TOKYO (Reuters) - A Japanese fast-food chain has announced plans to grow rice and vegetables on a farm 100 km (60 miles) from the crippled Fukushima power plant, site of the world's worst nuclear disaster since Chernobyl in 1986.
Yoshinoya Holdings, which sells "gyudon", or stewed beef over rice, has formed a joint-venture with local farmers to grow onions, cabbage and rice for use in outlets across the country.
About 160,000 people nearest the plant were ordered to move out and the government established a 20-km compulsory evacuation zone after an earthquake and tsunami in March 2011 caused reactor meltdowns and contaminated water, vegetables and air.

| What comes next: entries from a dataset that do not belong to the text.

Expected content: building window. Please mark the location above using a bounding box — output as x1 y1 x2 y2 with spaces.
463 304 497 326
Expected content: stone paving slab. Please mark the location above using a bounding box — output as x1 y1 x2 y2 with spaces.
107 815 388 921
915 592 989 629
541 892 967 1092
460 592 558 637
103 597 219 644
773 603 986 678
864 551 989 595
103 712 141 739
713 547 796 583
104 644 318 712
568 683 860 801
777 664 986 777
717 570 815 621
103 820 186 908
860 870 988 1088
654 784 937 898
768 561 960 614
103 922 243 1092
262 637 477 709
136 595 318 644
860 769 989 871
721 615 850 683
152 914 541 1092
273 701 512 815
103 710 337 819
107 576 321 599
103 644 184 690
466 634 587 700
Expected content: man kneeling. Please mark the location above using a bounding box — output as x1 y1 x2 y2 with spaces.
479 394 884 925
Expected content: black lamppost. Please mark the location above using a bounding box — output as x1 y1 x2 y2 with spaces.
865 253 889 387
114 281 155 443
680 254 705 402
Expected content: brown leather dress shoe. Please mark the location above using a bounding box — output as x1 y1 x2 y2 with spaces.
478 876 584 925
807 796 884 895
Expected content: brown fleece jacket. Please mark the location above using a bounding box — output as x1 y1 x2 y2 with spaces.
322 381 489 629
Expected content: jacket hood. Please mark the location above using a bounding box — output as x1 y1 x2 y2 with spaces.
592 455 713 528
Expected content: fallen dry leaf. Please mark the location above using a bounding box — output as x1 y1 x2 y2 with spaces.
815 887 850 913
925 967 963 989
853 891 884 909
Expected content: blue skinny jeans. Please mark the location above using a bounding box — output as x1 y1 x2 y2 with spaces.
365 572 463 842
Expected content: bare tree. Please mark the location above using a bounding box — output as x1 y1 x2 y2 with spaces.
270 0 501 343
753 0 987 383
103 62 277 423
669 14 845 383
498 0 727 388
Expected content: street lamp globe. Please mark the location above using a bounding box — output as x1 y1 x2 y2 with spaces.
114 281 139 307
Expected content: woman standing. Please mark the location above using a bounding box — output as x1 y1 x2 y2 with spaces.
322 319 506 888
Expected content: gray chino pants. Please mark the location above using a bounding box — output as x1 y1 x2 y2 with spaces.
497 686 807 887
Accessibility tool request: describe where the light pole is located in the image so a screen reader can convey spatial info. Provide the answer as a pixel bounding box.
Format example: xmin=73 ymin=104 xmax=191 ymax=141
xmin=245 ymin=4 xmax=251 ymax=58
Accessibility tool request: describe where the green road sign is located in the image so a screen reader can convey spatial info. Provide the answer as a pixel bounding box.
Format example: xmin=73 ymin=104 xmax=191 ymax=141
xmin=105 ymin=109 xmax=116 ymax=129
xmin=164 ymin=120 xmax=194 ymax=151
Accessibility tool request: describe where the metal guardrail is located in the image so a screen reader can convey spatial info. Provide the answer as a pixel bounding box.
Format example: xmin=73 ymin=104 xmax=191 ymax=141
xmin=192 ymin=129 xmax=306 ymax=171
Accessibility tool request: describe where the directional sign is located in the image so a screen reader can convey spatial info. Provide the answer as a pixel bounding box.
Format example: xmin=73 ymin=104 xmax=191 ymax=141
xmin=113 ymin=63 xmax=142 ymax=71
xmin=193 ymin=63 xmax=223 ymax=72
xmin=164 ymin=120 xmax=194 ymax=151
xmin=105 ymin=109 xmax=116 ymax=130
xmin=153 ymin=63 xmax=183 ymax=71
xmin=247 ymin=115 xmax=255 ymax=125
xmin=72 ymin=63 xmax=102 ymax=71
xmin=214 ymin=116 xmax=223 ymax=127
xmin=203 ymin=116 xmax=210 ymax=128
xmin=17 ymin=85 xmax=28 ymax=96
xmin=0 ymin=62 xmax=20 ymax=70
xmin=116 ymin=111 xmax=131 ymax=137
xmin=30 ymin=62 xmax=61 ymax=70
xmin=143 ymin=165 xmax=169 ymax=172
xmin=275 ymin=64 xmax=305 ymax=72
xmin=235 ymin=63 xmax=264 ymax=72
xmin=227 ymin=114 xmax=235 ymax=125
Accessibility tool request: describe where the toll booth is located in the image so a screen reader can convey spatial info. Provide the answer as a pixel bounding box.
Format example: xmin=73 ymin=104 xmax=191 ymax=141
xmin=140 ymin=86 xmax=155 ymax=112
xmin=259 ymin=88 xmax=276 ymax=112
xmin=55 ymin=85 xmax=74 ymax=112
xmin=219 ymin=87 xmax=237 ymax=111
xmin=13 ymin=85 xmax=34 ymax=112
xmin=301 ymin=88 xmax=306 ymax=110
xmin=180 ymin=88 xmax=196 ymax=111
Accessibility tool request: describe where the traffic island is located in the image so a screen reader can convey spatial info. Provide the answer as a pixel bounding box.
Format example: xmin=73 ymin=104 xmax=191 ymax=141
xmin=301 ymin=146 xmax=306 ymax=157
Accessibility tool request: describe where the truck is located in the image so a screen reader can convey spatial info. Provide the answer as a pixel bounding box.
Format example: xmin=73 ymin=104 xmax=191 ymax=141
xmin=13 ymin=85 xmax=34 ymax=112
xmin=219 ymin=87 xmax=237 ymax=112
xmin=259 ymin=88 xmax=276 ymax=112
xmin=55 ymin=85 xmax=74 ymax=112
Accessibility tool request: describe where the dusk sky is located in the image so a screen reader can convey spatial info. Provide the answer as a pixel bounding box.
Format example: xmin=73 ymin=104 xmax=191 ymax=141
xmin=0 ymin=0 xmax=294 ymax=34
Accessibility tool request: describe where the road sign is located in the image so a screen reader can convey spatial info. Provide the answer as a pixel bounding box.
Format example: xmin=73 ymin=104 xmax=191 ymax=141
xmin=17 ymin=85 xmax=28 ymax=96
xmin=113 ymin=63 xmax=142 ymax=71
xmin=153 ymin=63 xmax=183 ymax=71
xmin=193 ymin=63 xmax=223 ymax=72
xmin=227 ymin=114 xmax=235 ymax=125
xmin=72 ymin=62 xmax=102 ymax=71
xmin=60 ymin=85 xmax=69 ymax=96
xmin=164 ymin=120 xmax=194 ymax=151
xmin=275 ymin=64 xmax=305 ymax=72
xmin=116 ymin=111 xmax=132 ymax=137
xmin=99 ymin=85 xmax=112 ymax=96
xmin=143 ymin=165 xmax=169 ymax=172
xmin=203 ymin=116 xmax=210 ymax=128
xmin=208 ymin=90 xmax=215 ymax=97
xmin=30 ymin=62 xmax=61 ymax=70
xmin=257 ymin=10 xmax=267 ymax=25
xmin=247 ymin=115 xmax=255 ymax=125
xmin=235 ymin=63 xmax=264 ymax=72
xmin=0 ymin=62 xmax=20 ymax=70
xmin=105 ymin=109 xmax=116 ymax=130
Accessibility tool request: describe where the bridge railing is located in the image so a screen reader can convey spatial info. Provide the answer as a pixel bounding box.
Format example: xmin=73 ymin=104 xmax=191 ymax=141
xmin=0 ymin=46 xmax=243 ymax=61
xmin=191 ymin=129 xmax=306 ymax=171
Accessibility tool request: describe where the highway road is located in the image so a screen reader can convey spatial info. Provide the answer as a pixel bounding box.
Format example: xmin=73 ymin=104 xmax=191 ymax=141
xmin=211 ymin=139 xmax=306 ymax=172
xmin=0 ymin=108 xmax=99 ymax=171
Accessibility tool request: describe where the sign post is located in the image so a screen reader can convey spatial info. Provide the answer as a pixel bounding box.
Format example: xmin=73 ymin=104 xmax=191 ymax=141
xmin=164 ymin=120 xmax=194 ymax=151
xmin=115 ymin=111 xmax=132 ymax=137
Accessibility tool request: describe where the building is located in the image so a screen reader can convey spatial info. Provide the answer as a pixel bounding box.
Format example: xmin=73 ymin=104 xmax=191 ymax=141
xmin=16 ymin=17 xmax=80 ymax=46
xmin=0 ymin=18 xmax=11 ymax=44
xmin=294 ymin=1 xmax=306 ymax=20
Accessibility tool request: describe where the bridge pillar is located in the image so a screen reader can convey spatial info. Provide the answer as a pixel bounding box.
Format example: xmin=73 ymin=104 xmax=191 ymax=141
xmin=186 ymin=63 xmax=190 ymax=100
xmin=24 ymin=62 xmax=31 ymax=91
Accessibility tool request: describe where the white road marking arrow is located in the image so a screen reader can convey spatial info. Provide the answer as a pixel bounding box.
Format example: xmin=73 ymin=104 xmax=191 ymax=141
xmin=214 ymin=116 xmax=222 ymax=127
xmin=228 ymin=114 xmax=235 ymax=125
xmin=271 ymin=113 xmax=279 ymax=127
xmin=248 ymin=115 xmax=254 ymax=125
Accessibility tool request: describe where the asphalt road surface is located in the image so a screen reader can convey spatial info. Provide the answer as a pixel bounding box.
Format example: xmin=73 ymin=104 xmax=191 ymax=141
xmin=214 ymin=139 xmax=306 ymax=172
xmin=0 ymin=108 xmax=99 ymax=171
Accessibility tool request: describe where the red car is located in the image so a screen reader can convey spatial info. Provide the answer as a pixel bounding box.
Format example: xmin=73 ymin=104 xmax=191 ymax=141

A voluntary evacuation zone was extended to 30 km and separate areas were evacuated further afield depending on the wind direction.
The leaks prompted many consumers to shun products from Fukushima prefecture, which was once well-known for its fruit, mushrooms and vegetables.
The crops will be grown in Shirakawa, to the south-west of the plant, the company said. Yoshinoya said it would ensure that the vegetables were safe.
"We will employ local people in the factory. We think this will lead to support for reconstruction," Yoshinoya said in a statement.
Japan applies strict food monitoring and says that any products allowed on the market are safe. Despite these assurances, public fears have led to a drop in price for Fukushima produce and huge losses for farmers.
The operator of the plant, Tokyo Electric Power Co, is struggling to contain contaminated water at the site 240 km north of Tokyo. There have been multiple leaks and glitches over the last two and a half years.